The Australian Parliamentary Budget Office (PBO) recently released a proposal exploring two options on how to approach cannabis legalization. It was commissioned to explore what legalization could look like through the request of Sen. David Shoebridge (described on his Twitter page as “the devil’s lettuce daddy of Australia”) and the Australian Greens Party (also referred to as the Greens).

According to the PBO’s report, the first option would establish the creation of the Cannabis National Agency (CANA), which would act as the sole wholesaler between producers and retailers, set wholesale prices on cannabis, and issue licenses to potential cannabis business owners. Ideally, the agency would be funded completely through the fees required to apply for production and retail licenses.

This option would legalize cannabis for anyone 18 and older, specifically with no restriction on the amount that an individual can purchase. This approach would also create penalties for selling to underage individuals, which is similar to how the country manages sale of alcohol to minors. Recreational cannabis would be available to “oversea visitors,” and residents would be allowed to cultivate up to six plants. Finally, recreational sales would “attract the Goods and Services Tax (GST) as well as an excise of 25% on GST-inclusive sales.”

The second option contains all provisions from the first option, except for the final recommendation, which would change the excise tax to 15% instead of 25%.

The report explains that this approach would be similar to Canada’s law on cannabis.
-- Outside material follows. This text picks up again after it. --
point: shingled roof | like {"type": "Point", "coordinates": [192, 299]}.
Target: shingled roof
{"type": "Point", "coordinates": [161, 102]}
In Canada, residents may only cultivate up to four plants at home, cannot smoke publicly, and are limited to possession of 30 grams or less.

The PBO projects that the country could collect up to AU$28 billion in cannabis tax revenue during the first decade of legalization.

According to The New Zealand Herald, Sen. Shoebridge suggested that the tax revenue could also be used to raise rates provided by JobSeeker, the government’s job finding service, and raise financial aid provided by the job service Youth Allowance. He also suggested that cannabis tax revenue could help build more than 88,000 public housing units in the next decade, which could give more than 250,000 people a home.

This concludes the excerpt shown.